The rebellious and anticapitalist spirit that imbued so many poor Southerners, in Kirby’s view, ultimately failed to translate across lines of class and race—and if it did so, it did only in garbled fashion.  The rest of The Countercultural South explores these fine distinctions of status and culture and sensibility with a keen eye, that of a scholar who has journeyed across social boundaries and learned enough to empathize with experiences not exactly his own.  Kirby discusses the peculiar history of forest fires in the South in his essay “Retro Frontiersmen,” looking at how middle-class reformers and environmentalists looked on aghast as redneck firebugs destroyed the forest for no apparently better reason than living in “environments of ‘low stimulation’” and “crav[ing] excitement.”  Hank Williams Sr. immortalized this behavior in “Settin’ the Woods on Fire.” As Kirby points out, though, the practice of firing the woods went back to the alienation of poor whites from a rural commons they had once taken for granted, back before fences and stricter enforcement of land tenure by more privileged elites enclosed the world they had their forebears had known for decades, if not centuries.  It also did not hurt that firefighting in federal forests paid better than in the state-owned lands in the 1930s; for the life of them, the experts could not figure out why more fires broke out in the former rather than the latter.  The countercultural impulse lives on.

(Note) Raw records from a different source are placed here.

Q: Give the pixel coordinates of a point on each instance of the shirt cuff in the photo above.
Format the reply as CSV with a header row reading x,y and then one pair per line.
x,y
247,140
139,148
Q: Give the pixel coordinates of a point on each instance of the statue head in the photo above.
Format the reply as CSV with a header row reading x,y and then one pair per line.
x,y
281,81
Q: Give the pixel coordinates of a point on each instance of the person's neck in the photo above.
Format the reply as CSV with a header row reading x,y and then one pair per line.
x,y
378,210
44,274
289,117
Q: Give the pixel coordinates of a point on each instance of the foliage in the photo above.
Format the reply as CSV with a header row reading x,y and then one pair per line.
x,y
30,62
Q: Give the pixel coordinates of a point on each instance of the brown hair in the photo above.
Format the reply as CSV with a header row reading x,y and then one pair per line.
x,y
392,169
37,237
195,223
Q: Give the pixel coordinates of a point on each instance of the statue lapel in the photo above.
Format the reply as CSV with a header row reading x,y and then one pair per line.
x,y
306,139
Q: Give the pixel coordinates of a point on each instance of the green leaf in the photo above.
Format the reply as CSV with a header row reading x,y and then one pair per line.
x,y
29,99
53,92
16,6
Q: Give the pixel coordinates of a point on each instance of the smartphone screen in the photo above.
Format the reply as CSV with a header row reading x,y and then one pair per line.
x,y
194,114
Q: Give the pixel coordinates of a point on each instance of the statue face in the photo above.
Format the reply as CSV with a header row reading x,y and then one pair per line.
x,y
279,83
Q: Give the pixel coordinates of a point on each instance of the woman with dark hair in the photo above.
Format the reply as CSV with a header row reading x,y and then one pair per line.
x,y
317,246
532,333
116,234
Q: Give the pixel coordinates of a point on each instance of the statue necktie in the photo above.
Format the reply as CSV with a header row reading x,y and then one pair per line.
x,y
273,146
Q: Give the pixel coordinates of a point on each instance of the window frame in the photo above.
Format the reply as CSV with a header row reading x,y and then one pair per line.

Kirby takes us back to grapple with lives that popular discourse has distorted, with its working-class whites who became “trash” and “bubbas” and blacks of similar class origin who became the “thugs” and “superpredators” of Pruitt-Igoe and the Robert Taylor Homes.  A rich vein of principled and spirited resistance could be found in the culture of the South’s poor people, even if it was covered over and obscured by layers of myth and bias. In this way, the book also evokes Pete Daniel’s excellent Lost Revolutions: The South in the 1950s (2000).

This is, of course, what the truly best historians do—show that the world was once a different place, that people thought and felt differently from what is taken for granted today, and understands that.  Kirby was a white man who got out of a challenging situation to do the “brain work” that an accomplished historian gets to enjoy—all while carrying with him the accent and not-insignificant shoulder-chip that almost all working-class Southerners, black and white, take with them when making their way among the chattering classes.

In some places, of course, the book does feel dated. It is discomfiting to think of how differently Gates’s biographical meditation on race and class looks in light of his own tumultuous encounter with a white Boston cop in 2009, as well as the broader discussion of Black Lives Matter and police violence today; if anything, McCall’s Afro-pessimism feels closer to the celebrated work of Ta-Nehisi Coates than Gates’s.  Reading the word “Caucasian” casually used sticks in my own craw—an unfortunate trinket of 1990s race discourse, it provides a pseudo-scientific veneer to the biological fiction of race, and it seems less commonly used today.  (White and black are more honest and blunter terms for America’s race mythology; after all, do Americans of Irish or Italian descent hail from… the Caucasus?)  And the prospect of so-called “white trash” shaping the course of American politics seems alarmingly more serious today, in the age of Trump, than in the time of Clinton’s Bubba and Big Mac. Even if Trump’s supporters are not so downscale as many assume, there are a good many Confederate flag-wavers who love the Donald.

Nonetheless, in a career that included classics like Poquosin (1995), Rural Worlds Lost (1986), and the Bancroft-winning Mockingbird Song (2006), The Countercultural South stands out as among the most empathetic and assessible books on the difficult subject of America’s most difficult region.  The world is much worse off for not having Kirby’s counterintuitive—and countercultural—eye to help us understand the past.